The chipmaker promises an advanced “Sierra Forest” CPU that will support cloud-native deployments.

Intel this week announced it’s developing an ultra-efficient CPU, code-named Sierra Forest, to support cloud-native deployments. This new Efficient-core (E-core) Xeon will deliver performance per-watt efficiency and high density to meet the needs of Intel’s hyperscale customers, the company said. The chip will arrive in 2024. The comments came as Intel laid out its plans for the data center during its 2022 Investor Day.

Sierra Forest is the first of Intel’s planned E-core products. The company plans to develop these new chips alongside Performance-core (P-core) Xeon. The company said all future generations of Xeon will have a new dual-track roadmap of Performance and Efficient-core based products. They are thus moving from two optimized platforms into one common, industry defining platform.

Dual track development of P-Core and E-Core

“Today we’re giving the world a clear view of our industry-leading Xeon roadmap, which will fuel our growth and leadership through 2024 and beyond,” said Sandra Rivera, executive vice president and general manager of the Datacenter and AI Group at Intel. “This diversified product portfolio has been developed in tight partnership with our customers, based on their diverse needs, aligned to their timelines and designed to fuel even more innovations with their developer ecosystems.”

This new path will maximize performance-per-watt, segment features and Intel’s overall competitiveness within the industry. Intel reinforced its compatibility with the vast Xeon platform ecosystem that exists today. It also stressed the benefits that customers will get from a single investment.

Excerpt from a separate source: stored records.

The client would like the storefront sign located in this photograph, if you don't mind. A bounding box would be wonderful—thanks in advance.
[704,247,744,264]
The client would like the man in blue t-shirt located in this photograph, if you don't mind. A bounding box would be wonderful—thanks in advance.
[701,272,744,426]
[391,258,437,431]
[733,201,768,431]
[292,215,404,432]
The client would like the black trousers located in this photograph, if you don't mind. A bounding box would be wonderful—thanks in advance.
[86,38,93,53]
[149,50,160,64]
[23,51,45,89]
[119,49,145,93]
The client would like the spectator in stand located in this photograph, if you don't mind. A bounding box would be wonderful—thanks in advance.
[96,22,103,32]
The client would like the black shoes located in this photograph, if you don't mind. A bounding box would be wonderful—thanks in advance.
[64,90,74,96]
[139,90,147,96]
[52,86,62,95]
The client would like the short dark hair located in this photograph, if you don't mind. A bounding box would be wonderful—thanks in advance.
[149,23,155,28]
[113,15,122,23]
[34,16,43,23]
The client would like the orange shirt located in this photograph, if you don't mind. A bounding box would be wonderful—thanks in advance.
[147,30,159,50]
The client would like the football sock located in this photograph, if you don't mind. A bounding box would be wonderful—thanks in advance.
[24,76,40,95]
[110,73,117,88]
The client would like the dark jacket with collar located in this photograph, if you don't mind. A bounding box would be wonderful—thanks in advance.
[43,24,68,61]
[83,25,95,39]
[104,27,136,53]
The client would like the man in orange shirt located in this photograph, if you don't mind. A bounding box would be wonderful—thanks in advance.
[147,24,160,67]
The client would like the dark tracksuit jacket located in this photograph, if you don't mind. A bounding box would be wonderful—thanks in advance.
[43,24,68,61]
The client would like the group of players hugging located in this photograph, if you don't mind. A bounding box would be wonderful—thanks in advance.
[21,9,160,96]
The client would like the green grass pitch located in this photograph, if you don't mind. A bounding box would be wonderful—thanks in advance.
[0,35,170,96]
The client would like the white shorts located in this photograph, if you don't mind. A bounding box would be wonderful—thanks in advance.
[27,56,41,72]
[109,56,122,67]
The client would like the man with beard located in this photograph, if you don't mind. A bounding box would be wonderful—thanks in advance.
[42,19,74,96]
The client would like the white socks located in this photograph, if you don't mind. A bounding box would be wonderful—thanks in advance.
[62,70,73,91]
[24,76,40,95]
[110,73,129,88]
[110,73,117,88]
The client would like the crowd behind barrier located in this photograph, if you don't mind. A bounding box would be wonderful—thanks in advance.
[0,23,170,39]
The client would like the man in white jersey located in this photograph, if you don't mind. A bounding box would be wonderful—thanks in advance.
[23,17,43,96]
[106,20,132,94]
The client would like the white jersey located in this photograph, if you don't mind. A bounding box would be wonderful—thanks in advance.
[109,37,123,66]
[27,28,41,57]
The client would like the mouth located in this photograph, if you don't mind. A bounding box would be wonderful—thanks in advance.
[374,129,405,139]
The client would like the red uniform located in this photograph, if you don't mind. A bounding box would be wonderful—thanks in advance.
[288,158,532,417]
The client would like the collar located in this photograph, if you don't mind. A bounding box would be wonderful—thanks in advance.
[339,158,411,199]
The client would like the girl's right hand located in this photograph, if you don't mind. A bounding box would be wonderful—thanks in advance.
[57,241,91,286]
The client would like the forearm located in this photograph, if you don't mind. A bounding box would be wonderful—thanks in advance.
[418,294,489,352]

Intel said it has shipped nearly two million units 3rd Gen Xeon processors to customers around the globe. This includes more than one million in the fourth quarter of 2021 alone.

The new E-cores will help hyperscale customers more efficiently power latency-tolerant workloads that are mostly task parallel in nature. For example, front-end web services or data analytics. They’ll get higher density at the socket and rack level as well. They can also have multiple E-cores fitting into the physical space taken up by one P-core.